# How do I remove the front map light housing?



## Dale_K (Jul 16, 2011)

I have a buzz and rattle from the front of my headliner and map light. I want to remove the map light housing but I don't see any fasteners and I'm afraid to pry on it very hard for fear of breaking something. I found this image in one of the online parts sites. I'm talking about item 14 and the associated assemblies.


----------



## yourdoinitwrong (Aug 7, 2011)

It's just held in by tabs around the edge. When I replaced my bulbs with LEDs I jammed my fingers between the plastic and the fabric headliner and pulled down, gently, until all the tabs were out. As long as your are careful with it you shouldn't have any problems.


----------



## Dale_K (Jul 16, 2011)

That screw & fastener numbered 18 and 13 look like they're part of the assembly. I kind of thought you pull the lens out for the bulb and then the screw might be visible. I really don't know what I'm doing when it comes to interior trim but I've got a terrible buzz from this overhead area.


----------



## yourdoinitwrong (Aug 7, 2011)

Dale_K said:


> That screw & fastener numbered 18 and 13 look like they're part of the assembly.

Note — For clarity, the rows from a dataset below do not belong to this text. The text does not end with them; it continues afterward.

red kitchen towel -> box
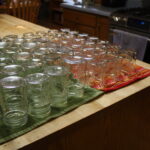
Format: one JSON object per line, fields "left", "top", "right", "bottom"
{"left": 91, "top": 65, "right": 150, "bottom": 92}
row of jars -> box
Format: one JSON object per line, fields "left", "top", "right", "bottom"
{"left": 0, "top": 29, "right": 137, "bottom": 87}
{"left": 0, "top": 29, "right": 137, "bottom": 128}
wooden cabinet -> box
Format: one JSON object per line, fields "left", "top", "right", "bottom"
{"left": 49, "top": 0, "right": 63, "bottom": 25}
{"left": 63, "top": 9, "right": 97, "bottom": 35}
{"left": 63, "top": 8, "right": 110, "bottom": 40}
{"left": 96, "top": 16, "right": 110, "bottom": 40}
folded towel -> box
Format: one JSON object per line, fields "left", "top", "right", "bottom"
{"left": 112, "top": 29, "right": 148, "bottom": 60}
{"left": 91, "top": 64, "right": 150, "bottom": 92}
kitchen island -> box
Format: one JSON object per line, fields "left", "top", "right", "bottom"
{"left": 0, "top": 14, "right": 150, "bottom": 150}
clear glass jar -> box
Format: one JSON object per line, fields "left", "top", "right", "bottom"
{"left": 44, "top": 66, "right": 69, "bottom": 107}
{"left": 0, "top": 76, "right": 28, "bottom": 128}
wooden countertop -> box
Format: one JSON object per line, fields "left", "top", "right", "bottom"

I kind of thought you pull the lens out for the bulb and then the screw might be visible. I really don't know what I'm doing when it comes to interior trim but I've got a terrible buzz from this overhead area.


I only took the surround off and nothing else so I'm not sure about that screw. If you are still within the bumper-to-bumper warranty I would let the dealer address it. That way you don't risk breaking anything and you never know what you are getting into up there. I had a 2009 Malibu with a rattle behind the sunroof and it took our techs four different tries to nail down what was happening. It's hard to fix something that you can't actually see rattling. I would have driven myself nuts and most likely would have broken something in the process.


----------



## Dale_K (Jul 16, 2011)

I used a dull knife that you'd normally use to butter toast and stuck it in there and pried gently and the lower cover came off pretty easily. Thanks for the tip. The main housing was still in the headliner but as soon as the lower cover came off I could see what was making the rattle. There is a small black item with a wire going to it. It looks like a sensor of some kind. It was laying loose and I could see right away how it might be the source of the rattle. It had a couple of tabs where it was supposed to snap in someplace and when I looked at the cover that I'd removed I could see it was supposed to fit in a little enclosure. It goes right above the little holes at the left rear corner of the lower cover. Anyway I snaped it back into place. I haven't test driven the car yet but I'm almost positive that was the problem. 

Thanks for your help.


----------



## yourdoinitwrong (Aug 7, 2011)

Dale_K said:


> I used a dull knife that you'd normally use to butter toast and stuck it in there and pried gently and the lower cover came off pretty easily. Thanks for the tip. The main housing was still in the headliner but as soon as the lower cover came off I could see what was making the rattle. There is a small black item with a wire going to it. It looks like a sensor of some kind. It was laying loose and I could see right away how it might be the source of the rattle. It had a couple of tabs where it was supposed to snap in someplace and when I looked at the cover that I'd removed I could see it was supposed to fit in a little enclosure. It goes right above the little holes at the left rear corner of the lower cover. Anyway I snaped it back into place. I haven't test driven the car yet but I'm almost positive that was the problem.
> 
> Thanks for your help.


No problem, hopefully you have it fixed. Squeaks and rattles are my biggest pet peeve with cars so I can understand wanting to get it stopped ASAP.


----------



## JasonLS1 (May 27, 2012)

Dale_K said:


> I used a dull knife that you'd normally use to butter toast and stuck it in there and pried gently and the lower cover came off pretty easily. Thanks for the tip. The main housing was still in the headliner but as soon as the lower cover came off I could see what was making the rattle. There is a small black item with a wire going to it. It looks like a sensor of some kind. It was laying loose and I could see right away how it might be the source of the rattle. It had a couple of tabs where it was supposed to snap in someplace and when I looked at the cover that I'd removed I could see it was supposed to fit in a little enclosure. It goes right above the little holes at the left rear corner of the lower cover. Anyway I snaped it back into place. I haven't test driven the car yet but I'm almost positive that was the problem.
> 
> Thanks for your help.



That is exactly the problem im having as well ! now i know how to get that darn cover off lol


----------



## Mick (Dec 31, 2011)

Now put some leds in there. 
Much better light plus it makes your center console look classier 

If it continues making noises, have your dealer handle it. Don't ghetto rig it.


----------



## sciphi (Aug 26, 2011)

Thanks for the writeup, mine has this issue intermittently from the exact same place.

EDIT: I took the overhead console completely off, and found some broken clips up there. Instead of wasting time dragging it to the dealer, some superglue was applied to the offenders to hold them steady. Some padding material was also placed onto the areas that contact the roof of the car, and then everything was tightened down again. I tested it, and no rattle!

I could reproduce the rattle by letting the passenger side sunshade slam into the headliner. Something in the console rattled on demand then.


----------